Bab 4 Jejak yang Tertinggal

Pintu kamar kos Kirana diketuk dua kali, cepat dan familiar. Lalu suara itu muncul, agak nyaring dan selalu terdengar seperti tak kenal beban hidup.

“Kiranaaaa… buka pintunya, ini aku, sahabat terbaik sejagat raya bawain gorengan dan kabar buruk!”

“Masuk aja, Din, nggak dikunci.”

“Kabar buruknya, tahu isi langganan kamu sekarang lebih banyak cabe daripada isi. Kabar baiknya aku tetap ganteng meski baru putus dua minggu lalu,” ucap Dino sambil menjatuhkan diri ke ranjang Kirana tanpa izin seperti biasa.

Kirana tak langsung tertawa. Ia duduk di tepi ranjang, menatap tembok.
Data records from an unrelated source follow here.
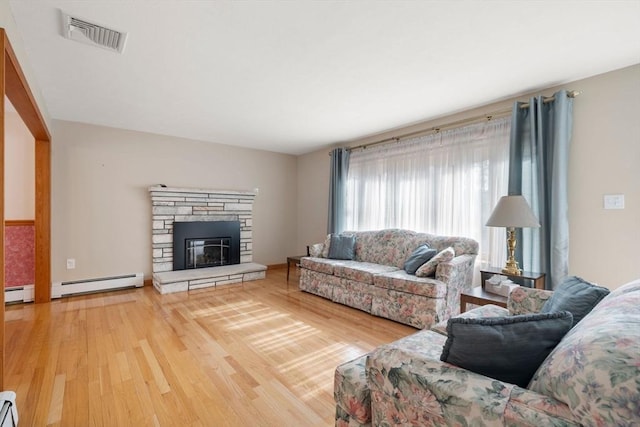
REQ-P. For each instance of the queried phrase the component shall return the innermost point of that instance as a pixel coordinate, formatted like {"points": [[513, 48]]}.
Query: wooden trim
{"points": [[18, 92], [4, 43], [18, 222], [14, 85], [43, 222]]}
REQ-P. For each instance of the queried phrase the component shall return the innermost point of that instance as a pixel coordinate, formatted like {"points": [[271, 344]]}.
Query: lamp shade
{"points": [[512, 211]]}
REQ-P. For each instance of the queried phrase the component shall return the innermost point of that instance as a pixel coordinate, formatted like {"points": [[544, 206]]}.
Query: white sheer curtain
{"points": [[446, 183]]}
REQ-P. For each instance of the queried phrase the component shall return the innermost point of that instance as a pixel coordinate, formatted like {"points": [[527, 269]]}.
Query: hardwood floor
{"points": [[261, 353]]}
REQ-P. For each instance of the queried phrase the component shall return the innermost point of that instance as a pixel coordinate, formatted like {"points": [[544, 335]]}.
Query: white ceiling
{"points": [[295, 76]]}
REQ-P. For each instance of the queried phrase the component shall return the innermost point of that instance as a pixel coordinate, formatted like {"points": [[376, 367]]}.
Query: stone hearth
{"points": [[171, 204]]}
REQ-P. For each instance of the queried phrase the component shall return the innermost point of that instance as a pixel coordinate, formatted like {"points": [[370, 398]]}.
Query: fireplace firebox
{"points": [[201, 244]]}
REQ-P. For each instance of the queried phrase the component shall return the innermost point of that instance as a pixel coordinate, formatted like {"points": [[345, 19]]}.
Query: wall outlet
{"points": [[614, 201]]}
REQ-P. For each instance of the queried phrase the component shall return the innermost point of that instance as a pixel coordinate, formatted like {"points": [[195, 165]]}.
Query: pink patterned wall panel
{"points": [[19, 255]]}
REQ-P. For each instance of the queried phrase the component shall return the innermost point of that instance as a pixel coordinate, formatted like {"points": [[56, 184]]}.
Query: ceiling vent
{"points": [[83, 31]]}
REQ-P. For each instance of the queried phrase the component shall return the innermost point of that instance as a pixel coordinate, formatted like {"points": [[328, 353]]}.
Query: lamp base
{"points": [[512, 265], [512, 270]]}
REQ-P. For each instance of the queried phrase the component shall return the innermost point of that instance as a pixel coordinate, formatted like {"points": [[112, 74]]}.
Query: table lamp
{"points": [[512, 212]]}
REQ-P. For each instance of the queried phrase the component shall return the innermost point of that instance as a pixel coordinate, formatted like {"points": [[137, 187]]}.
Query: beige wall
{"points": [[604, 159], [9, 25], [19, 170], [101, 208]]}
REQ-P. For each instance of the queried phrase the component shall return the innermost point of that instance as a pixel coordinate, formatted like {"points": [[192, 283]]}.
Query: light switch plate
{"points": [[614, 201]]}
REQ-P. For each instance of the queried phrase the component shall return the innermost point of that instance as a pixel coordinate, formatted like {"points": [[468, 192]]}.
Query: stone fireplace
{"points": [[192, 214]]}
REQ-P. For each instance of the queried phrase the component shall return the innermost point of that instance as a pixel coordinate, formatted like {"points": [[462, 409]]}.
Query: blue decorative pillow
{"points": [[507, 348], [575, 295], [422, 254], [342, 246]]}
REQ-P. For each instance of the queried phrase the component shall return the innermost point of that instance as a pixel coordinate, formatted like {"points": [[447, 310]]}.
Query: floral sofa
{"points": [[375, 281], [590, 378]]}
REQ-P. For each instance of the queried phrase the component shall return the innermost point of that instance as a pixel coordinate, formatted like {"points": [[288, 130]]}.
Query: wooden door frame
{"points": [[14, 86]]}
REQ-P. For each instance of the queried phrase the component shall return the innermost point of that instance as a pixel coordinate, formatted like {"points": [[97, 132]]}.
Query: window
{"points": [[445, 183]]}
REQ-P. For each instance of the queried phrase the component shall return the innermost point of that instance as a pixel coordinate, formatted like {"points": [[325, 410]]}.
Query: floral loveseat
{"points": [[375, 281], [591, 378]]}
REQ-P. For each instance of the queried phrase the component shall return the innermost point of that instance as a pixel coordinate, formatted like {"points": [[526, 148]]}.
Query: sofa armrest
{"points": [[528, 408], [408, 388], [457, 274], [524, 300], [411, 386]]}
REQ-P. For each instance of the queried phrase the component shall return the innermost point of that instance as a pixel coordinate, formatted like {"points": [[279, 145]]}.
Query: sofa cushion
{"points": [[361, 271], [575, 295], [321, 265], [429, 268], [386, 247], [400, 280], [342, 246], [594, 369], [507, 348], [419, 256], [351, 392], [480, 312]]}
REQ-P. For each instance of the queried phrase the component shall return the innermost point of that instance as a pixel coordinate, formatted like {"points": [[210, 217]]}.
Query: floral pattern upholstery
{"points": [[376, 282], [415, 310], [351, 393], [595, 369], [592, 378], [361, 271], [354, 294], [524, 300]]}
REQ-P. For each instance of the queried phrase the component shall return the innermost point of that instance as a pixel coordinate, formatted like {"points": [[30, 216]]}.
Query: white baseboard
{"points": [[60, 289], [19, 294]]}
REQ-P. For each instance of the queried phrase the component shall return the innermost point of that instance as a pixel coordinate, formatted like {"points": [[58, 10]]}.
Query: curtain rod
{"points": [[436, 129]]}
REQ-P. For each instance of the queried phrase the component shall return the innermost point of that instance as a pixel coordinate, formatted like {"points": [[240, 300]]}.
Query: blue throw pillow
{"points": [[342, 246], [507, 348], [422, 254], [575, 295]]}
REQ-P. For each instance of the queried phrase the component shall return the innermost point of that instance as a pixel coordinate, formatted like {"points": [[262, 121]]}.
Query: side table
{"points": [[295, 260], [479, 296], [527, 278]]}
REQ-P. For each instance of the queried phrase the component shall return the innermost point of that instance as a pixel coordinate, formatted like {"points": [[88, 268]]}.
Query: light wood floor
{"points": [[255, 354]]}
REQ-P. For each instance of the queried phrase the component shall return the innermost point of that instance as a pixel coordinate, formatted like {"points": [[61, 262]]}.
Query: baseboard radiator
{"points": [[18, 294], [63, 289]]}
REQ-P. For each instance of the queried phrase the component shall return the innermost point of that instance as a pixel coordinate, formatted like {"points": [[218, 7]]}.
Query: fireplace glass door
{"points": [[209, 252]]}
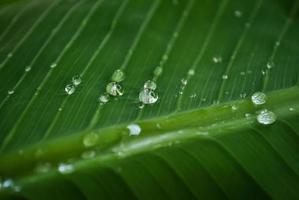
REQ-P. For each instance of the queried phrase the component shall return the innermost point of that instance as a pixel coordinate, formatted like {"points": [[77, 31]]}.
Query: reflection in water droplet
{"points": [[147, 96], [134, 129], [65, 168], [258, 98], [114, 89], [76, 80], [90, 139], [70, 89], [118, 76], [266, 117]]}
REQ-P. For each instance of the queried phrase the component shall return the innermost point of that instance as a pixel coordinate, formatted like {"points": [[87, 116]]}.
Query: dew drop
{"points": [[266, 117], [134, 129], [258, 98], [90, 139], [76, 80], [118, 76], [104, 98], [114, 89], [70, 89], [65, 168], [150, 85], [147, 96]]}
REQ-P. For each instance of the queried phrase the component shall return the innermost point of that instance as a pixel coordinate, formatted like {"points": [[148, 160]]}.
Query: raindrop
{"points": [[114, 89], [65, 168], [90, 139], [134, 129], [70, 89], [150, 85], [147, 96], [118, 76], [258, 98], [76, 80], [104, 98]]}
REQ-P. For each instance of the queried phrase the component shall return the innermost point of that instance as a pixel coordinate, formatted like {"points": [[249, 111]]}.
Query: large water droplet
{"points": [[70, 89], [150, 85], [65, 168], [114, 89], [76, 80], [147, 96], [134, 129], [266, 117], [118, 76], [90, 139], [258, 98]]}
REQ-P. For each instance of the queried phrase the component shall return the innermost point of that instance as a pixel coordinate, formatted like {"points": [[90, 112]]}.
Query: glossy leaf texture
{"points": [[198, 139]]}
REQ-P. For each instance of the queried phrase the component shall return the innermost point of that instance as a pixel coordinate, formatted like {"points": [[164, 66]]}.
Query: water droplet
{"points": [[118, 76], [104, 98], [76, 80], [134, 129], [53, 65], [88, 154], [90, 139], [238, 13], [217, 59], [114, 89], [224, 77], [150, 85], [147, 96], [65, 168], [191, 72], [70, 89], [28, 68], [258, 98], [43, 167], [158, 71], [266, 117]]}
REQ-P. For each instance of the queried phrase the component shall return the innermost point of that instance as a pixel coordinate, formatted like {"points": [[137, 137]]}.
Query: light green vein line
{"points": [[276, 45], [13, 21], [238, 46], [90, 62], [47, 42], [149, 16], [171, 43], [203, 49], [66, 48], [26, 36]]}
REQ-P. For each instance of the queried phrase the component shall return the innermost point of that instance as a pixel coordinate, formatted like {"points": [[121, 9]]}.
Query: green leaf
{"points": [[200, 140]]}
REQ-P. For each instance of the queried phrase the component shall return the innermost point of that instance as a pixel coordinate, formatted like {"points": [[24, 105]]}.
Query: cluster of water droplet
{"points": [[71, 88], [148, 95]]}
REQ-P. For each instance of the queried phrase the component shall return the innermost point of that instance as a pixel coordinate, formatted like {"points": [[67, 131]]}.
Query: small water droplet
{"points": [[238, 13], [90, 139], [65, 168], [191, 72], [28, 68], [114, 89], [104, 98], [224, 76], [150, 85], [147, 96], [118, 76], [258, 98], [88, 154], [70, 89], [134, 129], [76, 80], [217, 59], [53, 65], [266, 117]]}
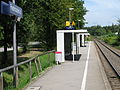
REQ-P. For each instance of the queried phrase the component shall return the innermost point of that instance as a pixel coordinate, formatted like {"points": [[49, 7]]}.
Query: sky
{"points": [[102, 12]]}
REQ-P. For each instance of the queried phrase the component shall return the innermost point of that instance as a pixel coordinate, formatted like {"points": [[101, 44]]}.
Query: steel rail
{"points": [[115, 70]]}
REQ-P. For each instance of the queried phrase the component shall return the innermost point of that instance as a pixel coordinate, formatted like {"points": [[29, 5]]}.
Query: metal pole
{"points": [[69, 16], [15, 73], [73, 45], [78, 24]]}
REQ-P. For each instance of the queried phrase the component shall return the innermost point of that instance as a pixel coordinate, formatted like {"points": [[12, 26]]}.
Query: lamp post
{"points": [[70, 9], [79, 24], [15, 73]]}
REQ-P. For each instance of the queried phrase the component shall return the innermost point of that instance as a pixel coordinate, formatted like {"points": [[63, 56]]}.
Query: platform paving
{"points": [[85, 74]]}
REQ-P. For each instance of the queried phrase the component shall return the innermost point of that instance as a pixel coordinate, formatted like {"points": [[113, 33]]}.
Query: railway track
{"points": [[111, 62]]}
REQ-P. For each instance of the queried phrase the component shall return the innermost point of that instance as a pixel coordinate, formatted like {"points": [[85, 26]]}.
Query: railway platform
{"points": [[85, 74]]}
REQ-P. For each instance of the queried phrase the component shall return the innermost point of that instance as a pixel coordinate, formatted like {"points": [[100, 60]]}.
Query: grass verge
{"points": [[46, 61]]}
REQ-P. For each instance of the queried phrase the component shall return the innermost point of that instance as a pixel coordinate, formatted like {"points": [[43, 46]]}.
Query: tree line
{"points": [[98, 30], [41, 19]]}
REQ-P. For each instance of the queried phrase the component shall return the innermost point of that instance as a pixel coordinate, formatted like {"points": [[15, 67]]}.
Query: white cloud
{"points": [[102, 12]]}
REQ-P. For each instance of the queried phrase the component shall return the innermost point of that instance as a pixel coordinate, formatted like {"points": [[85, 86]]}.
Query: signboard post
{"points": [[14, 10]]}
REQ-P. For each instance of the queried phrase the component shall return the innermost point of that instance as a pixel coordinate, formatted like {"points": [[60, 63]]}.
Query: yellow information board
{"points": [[67, 23], [73, 23]]}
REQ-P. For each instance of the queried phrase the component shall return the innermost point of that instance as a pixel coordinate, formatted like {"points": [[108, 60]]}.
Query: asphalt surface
{"points": [[85, 74]]}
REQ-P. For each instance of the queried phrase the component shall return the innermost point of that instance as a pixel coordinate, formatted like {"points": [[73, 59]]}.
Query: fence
{"points": [[37, 61]]}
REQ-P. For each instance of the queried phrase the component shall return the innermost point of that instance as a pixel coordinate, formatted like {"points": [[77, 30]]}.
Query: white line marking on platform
{"points": [[85, 71]]}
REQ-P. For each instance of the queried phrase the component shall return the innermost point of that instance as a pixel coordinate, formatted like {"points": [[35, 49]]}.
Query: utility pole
{"points": [[70, 9], [15, 73]]}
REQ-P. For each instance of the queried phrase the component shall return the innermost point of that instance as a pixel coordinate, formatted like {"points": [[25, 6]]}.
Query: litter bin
{"points": [[58, 57]]}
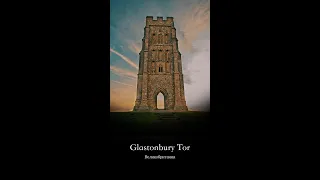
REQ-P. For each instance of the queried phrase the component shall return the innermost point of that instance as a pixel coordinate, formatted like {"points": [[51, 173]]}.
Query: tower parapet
{"points": [[159, 21]]}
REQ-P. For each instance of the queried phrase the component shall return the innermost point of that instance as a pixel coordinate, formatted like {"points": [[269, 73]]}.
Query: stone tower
{"points": [[160, 68]]}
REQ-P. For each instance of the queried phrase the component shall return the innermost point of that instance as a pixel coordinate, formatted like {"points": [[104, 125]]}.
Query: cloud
{"points": [[135, 47], [122, 83], [129, 61], [122, 98], [123, 72], [197, 15]]}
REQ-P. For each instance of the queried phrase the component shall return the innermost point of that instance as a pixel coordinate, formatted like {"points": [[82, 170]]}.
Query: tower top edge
{"points": [[159, 18]]}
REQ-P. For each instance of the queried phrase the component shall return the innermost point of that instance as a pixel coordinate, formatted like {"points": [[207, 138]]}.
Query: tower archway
{"points": [[160, 101]]}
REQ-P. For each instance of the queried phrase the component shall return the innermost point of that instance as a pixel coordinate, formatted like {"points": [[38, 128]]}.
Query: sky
{"points": [[127, 22]]}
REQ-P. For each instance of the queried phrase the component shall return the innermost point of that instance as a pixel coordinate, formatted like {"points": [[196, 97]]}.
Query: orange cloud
{"points": [[122, 98], [135, 47], [129, 61], [122, 83], [123, 72], [199, 17]]}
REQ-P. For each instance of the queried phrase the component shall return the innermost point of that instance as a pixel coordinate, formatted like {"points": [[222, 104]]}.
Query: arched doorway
{"points": [[160, 101]]}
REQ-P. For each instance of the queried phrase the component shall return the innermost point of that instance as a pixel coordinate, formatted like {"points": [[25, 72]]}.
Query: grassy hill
{"points": [[160, 124]]}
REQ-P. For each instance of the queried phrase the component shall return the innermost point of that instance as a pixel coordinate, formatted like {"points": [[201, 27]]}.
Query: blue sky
{"points": [[127, 22]]}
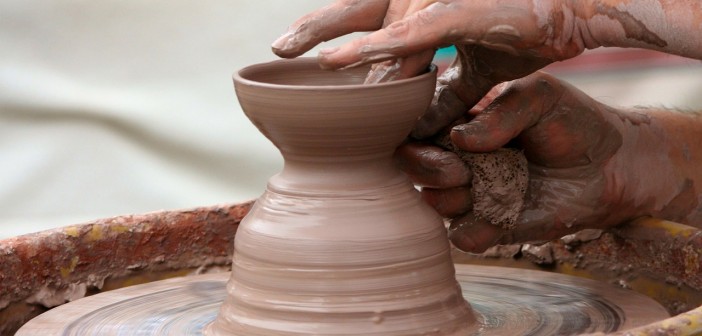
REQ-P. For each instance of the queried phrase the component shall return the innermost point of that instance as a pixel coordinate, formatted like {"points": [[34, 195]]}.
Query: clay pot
{"points": [[340, 242]]}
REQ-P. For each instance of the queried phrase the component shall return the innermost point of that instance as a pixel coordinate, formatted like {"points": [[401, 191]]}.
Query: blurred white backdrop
{"points": [[115, 107]]}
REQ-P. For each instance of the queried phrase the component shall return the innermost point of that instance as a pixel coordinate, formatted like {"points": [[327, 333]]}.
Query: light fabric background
{"points": [[113, 107]]}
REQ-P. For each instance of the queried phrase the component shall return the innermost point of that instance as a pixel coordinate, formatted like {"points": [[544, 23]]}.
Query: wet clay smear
{"points": [[499, 183]]}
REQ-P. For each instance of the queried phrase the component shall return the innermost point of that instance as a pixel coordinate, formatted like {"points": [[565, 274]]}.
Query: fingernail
{"points": [[328, 51], [281, 42], [463, 128]]}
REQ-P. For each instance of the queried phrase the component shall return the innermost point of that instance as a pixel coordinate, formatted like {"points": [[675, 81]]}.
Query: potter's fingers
{"points": [[432, 167], [337, 19], [420, 31], [445, 108], [396, 11], [449, 202], [471, 234], [501, 121], [452, 98], [401, 68]]}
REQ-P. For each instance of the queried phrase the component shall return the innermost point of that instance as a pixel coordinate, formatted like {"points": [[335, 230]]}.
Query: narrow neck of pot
{"points": [[323, 177]]}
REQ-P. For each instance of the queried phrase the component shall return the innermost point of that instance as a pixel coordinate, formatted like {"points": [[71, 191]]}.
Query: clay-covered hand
{"points": [[568, 140], [496, 41]]}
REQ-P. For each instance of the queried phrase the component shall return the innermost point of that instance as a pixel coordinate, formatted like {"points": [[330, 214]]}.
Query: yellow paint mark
{"points": [[66, 271], [72, 231], [673, 228]]}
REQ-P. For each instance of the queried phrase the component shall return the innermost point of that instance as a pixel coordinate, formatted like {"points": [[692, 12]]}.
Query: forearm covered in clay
{"points": [[658, 169], [671, 26]]}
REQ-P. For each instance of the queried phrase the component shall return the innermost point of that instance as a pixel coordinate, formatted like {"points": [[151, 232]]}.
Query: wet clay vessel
{"points": [[340, 242]]}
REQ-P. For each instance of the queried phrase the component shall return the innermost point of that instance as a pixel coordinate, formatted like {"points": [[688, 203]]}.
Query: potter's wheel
{"points": [[506, 301]]}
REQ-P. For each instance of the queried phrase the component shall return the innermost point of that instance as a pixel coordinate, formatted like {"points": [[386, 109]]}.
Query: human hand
{"points": [[496, 41], [568, 139]]}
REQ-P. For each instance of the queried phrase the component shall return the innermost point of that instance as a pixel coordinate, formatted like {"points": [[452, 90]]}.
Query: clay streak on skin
{"points": [[633, 27]]}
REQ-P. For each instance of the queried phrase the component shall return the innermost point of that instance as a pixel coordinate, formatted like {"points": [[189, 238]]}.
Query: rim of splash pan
{"points": [[304, 61]]}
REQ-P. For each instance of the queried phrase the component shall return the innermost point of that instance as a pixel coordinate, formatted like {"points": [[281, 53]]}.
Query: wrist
{"points": [[666, 26], [653, 173]]}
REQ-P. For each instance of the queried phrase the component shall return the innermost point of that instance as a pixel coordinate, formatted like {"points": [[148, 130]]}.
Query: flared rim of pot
{"points": [[243, 76]]}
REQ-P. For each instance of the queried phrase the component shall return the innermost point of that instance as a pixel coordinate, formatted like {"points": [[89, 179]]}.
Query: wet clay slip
{"points": [[340, 242]]}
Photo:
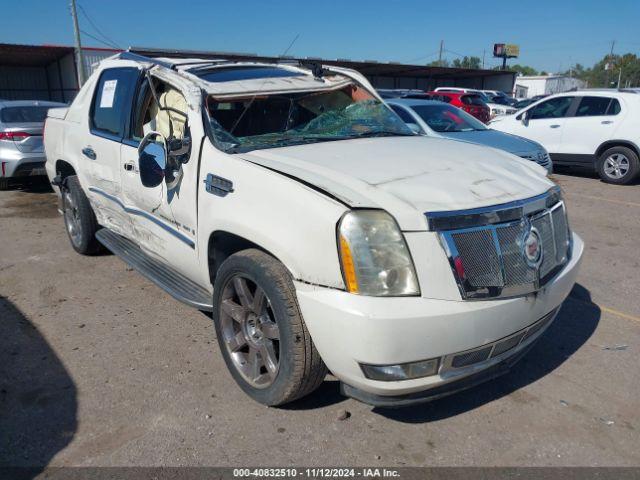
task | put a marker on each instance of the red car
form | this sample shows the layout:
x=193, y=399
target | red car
x=469, y=102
“Aku ketemu orang aneh,” ucap Kirana pelan

“Cowok?”

Ia mengangguk.

Dino langsung duduk tegak. “Please jangan bilang kamu lagi jatuh cinta sama penjual lukisan setan atau cowok misterius yang punya kebun mawar di bawah tanah.”

“Namanya Ares.”

“Ares?” Dino mengernyit. “Siapa dia? Aku nggak pernah dengar kamu nyebut nama itu sebelumnya.”

“Dia... dateng ke galeri. Pertama kali kayak pengunjung biasa. Tapi dia tahu tentang lukisan itu, Din. Tentang sketsa tua yang nggak pernah aku pajang.”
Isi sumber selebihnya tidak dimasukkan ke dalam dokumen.